Tedaviye Dirençli Şizofreni

Şizofrenili hastaların yaklaşık ⅓ ü tedaviye yeterince yanıt vermemektedir ve bu hastalar ailesel, sosyal ve iş yaşamında belirgin işlevsellik kaybı yaşamaktadırlar. Düşük premorbid sosyal işlevselliğin, tedavisiz geçen psikoz süresinin, erken başlangıç yaşının, madde kullanımının, erkek cinsiyetin ve ailede şizofreni olmasının dirençli şizofrenide dirençli olmayan şizofreni hastalarına göre daha sık görüldüğü rapor edilmiştir. Ayrıca yapılan çalışmalar tedaviye dirençli şizofreni hastalarının dirençli olmayan hastalara göre daha fazla bilişsel işlev bozukluğu gösterdiğini bildirmiştir (Nucifora ve ark., 2019). Tedaviye dirençli şizofreni hastalarının özellikleri ile ilgili en kapsamlı çalışma Danimarka sağlık verilerinin işlenmesi ile yapılmış olan bir çalışmadır. Bu çalışmada tedaviye dirençli şizofreni hastalarında komorbid kişilik bozukluğu tanısının ve intihar girişimlerinin dirençli olmayan hastalara göre daha fazla olduğu rapor edilmiştir (Wimberley ve ark., 2016). 

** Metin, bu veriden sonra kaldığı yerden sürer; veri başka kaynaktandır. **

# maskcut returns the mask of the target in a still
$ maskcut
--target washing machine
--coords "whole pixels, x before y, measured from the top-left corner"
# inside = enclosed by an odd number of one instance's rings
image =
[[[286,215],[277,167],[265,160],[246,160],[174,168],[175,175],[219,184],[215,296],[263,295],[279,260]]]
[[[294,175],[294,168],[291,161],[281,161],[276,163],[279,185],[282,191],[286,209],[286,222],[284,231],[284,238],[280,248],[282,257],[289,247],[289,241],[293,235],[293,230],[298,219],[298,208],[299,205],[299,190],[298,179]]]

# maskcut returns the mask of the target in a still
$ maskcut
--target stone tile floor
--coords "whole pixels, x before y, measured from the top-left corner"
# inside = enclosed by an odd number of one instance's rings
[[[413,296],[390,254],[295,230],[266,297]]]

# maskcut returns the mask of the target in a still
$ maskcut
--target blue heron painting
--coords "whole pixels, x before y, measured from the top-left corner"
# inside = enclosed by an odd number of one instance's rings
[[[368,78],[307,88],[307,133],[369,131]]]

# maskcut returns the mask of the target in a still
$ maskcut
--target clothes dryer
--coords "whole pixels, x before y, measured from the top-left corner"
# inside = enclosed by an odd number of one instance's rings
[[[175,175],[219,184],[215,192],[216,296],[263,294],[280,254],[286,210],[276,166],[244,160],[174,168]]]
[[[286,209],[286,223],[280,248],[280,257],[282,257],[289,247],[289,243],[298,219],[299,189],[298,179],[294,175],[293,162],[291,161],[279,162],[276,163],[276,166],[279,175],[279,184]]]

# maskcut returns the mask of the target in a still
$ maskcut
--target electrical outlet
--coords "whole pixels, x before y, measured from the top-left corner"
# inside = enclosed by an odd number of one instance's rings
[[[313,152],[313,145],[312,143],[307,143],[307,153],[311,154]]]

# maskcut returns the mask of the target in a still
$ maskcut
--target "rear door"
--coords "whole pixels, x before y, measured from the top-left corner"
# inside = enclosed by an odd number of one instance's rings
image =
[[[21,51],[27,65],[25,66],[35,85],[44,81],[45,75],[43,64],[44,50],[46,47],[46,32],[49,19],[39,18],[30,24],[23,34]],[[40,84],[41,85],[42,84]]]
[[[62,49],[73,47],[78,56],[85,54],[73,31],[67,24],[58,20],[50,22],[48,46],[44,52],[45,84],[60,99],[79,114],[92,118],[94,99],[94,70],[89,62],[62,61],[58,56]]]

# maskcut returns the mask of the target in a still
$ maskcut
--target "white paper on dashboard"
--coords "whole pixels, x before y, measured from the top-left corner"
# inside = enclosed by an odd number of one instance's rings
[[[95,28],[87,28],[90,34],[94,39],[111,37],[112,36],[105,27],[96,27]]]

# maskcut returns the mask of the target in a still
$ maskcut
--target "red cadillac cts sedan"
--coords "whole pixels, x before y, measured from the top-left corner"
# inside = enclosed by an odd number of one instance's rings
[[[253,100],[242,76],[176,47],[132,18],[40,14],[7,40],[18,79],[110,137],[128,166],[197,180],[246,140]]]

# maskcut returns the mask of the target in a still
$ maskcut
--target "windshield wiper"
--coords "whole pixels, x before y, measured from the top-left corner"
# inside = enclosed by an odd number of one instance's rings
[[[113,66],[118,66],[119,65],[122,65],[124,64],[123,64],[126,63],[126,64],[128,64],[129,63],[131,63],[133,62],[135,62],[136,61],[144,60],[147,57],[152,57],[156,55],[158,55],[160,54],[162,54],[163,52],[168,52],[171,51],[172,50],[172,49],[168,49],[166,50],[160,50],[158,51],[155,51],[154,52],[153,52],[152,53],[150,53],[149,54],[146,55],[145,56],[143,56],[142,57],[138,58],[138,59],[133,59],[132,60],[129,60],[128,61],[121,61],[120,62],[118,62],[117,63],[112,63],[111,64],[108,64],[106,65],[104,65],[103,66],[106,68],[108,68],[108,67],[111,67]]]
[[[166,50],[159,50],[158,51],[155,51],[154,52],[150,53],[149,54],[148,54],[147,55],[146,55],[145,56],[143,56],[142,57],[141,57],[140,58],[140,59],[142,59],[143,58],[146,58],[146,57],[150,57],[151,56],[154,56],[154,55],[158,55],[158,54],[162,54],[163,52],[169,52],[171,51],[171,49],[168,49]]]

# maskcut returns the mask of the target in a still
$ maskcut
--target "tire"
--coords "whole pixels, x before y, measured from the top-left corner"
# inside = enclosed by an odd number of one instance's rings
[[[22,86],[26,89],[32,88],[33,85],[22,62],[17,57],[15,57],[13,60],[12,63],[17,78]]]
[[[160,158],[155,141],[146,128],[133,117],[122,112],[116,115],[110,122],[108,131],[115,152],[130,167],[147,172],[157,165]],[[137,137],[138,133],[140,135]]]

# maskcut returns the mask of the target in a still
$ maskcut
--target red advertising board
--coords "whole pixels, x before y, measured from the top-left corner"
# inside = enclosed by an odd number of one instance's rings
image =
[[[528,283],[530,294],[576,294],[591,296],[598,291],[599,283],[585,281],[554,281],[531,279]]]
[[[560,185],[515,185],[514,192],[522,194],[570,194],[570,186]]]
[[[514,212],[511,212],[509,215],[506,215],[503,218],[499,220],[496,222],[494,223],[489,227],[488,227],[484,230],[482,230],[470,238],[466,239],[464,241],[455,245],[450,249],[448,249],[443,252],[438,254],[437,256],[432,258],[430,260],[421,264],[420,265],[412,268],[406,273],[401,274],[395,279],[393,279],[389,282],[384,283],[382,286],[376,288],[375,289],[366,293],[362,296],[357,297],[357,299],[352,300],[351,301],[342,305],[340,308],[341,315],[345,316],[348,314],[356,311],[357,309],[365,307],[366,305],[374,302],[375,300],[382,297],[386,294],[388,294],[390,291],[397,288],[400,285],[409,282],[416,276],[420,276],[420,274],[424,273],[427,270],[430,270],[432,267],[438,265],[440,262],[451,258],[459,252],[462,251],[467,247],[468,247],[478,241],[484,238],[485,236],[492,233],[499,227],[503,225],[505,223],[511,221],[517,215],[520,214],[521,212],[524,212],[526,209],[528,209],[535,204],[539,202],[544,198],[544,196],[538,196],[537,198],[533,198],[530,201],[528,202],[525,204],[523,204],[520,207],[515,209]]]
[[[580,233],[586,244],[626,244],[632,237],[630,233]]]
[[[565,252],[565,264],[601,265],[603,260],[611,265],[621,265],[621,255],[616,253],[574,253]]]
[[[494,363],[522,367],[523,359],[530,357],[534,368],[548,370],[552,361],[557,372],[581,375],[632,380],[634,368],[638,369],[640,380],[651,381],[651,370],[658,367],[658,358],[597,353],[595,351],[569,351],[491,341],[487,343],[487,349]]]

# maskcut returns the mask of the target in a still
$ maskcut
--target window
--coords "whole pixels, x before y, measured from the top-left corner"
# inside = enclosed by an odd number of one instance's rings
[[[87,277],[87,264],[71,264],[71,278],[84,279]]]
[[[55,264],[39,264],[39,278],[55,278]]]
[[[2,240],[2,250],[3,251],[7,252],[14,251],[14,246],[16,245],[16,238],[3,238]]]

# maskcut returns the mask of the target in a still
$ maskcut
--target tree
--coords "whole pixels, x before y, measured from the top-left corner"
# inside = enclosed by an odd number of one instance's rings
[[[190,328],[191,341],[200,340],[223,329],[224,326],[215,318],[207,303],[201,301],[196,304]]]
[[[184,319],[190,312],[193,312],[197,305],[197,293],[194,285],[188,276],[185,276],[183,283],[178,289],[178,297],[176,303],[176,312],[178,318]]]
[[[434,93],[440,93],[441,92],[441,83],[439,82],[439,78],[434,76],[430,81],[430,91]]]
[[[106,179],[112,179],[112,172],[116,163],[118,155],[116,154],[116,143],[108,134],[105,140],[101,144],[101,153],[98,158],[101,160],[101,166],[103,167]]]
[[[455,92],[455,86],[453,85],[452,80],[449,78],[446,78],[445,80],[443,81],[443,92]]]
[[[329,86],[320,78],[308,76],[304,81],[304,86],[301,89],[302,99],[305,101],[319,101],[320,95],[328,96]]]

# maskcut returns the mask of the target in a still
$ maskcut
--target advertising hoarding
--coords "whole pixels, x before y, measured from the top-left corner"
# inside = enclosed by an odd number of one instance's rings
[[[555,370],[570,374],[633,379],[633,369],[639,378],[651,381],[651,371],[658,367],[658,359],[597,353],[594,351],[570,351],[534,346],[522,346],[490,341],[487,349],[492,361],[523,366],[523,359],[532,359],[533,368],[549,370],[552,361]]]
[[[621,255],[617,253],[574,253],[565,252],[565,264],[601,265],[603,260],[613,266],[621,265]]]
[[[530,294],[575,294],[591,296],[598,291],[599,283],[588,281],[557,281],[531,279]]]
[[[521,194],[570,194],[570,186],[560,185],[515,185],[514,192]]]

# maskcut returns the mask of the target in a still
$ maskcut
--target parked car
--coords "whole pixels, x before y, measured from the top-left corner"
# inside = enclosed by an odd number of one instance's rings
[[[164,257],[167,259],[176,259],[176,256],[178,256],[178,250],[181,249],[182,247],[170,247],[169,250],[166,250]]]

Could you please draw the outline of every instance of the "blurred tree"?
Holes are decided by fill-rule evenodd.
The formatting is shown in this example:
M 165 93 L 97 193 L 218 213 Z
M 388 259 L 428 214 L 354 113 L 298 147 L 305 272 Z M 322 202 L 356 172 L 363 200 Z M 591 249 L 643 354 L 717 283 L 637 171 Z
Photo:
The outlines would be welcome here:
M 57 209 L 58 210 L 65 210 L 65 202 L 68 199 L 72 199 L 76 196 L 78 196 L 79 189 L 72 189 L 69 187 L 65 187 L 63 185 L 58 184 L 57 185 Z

Tedaviye dirençli şizofreni hastalarında birbirleri ile tutarlı bazı nörogörüntüleme bulguları mevcuttur. Bunlar özellikle frontal bölgede görülen gri madde azalması, artmış beyaz madde volümü, azalmış striatal dopamin sentezi, ve anterior singulat kortekste artmış glutamat konsantrasyonudur (Mouchlianitis ve ark., 2016; Nakajima ve ark., 2015). Striatal dopamin sentezinin antipsikotik tedaviye yanıt için bir gösterge olabileceği ileri sürülmüştür. Antipsikotik ilaçlara yanıt için bu bölgedeki dopaminerjik reseptörlerin yaklaşık yarısının bloke edilmesinin gerekli olduğu düşünülmektedir. Tedaviye dirençli şizofreni hastalarında ilaçlarla bu reseptörlerin neredeyse %95 inin bloke edilmesine rağmen yine de tedaviye yanıt alınmadığı bildirilmiştir. Bu durum bu hastalarda dirençli olmayan hastalara göre farklı patofizyolojik mekanizmalar olabileceği düşüncesini gündeme getirmektedir. Bu hastalarda daha ön planda olan bozukluk dopaminerjik sistemden ziyade glutamat sistemi ile ilgili olabilir.

Tedaviye dirençli şizofrenide FDA onayı almış olan tek ilaç klozapindir. Klozapin bu hastalarda pozitif semptomların yanı sıra yaşam kalitesinde de iyileşmelere neden olmaktadır. Ayrıca bu hastalarda intihar girişimlerini ve saldırganlığı azalttığı da gösterilmiştir. Tedaviye dirençli şizofrenide EKT (Elektrokonvülsif terapi)’nin de ekleme tedavisinde etkili olabileceği ile ilgili bazı kanıtlar mevcuttur (Nucifora ve ark., 2019).

Tedaviye dirençli şizofreninin şizofreninin bir alt tipi olup olmadığının belirlenmesi önemlidir. Bu durum klinisyenlerin bu hastalara yaklaşımını değiştirebilir. Dirençli şizofreninin prediktörlerinin gelecek çalışmalarda konu alınması, bu hastalarda klozapin kullanımı gibi dirençli hastalarda uygulanacak tedavi stratejilerinin daha erken başlanmasını sağlayabilecektir.

Kaynaklar

Mouchlianitis E, Bloomfield MA, Law V, et al. (2016). Treatment-resistant schizophrenia patients show elevated anterior cingulate cortex glutamate compared to treatment-responsive. Schizophr. Bull 42, 744–752.

Nakajima S, Takeuchi H, Plitman E, et al. (2015). Neuroimaging findings in treatmentresistant schizophrenia: a systematic review: lack of neuroimaging correlates of treatmentresistant schizophrenia. Schizophr. Res 164, 164–175.

Nucifora FC Jr, Woznica E, Lee BJ, et al. (2019). Treatment resistant schizophrenia: Clinical, biological, and therapeutic perspectives. Neurobiology of disease131, 104257.

Wimberley T, Støvring H, Sørensen HJ, et al. (2016). Predictors of treatment resistance in patients with schizophrenia: a population-based cohort study. The lancet. Psychiatry3(4), 358–366.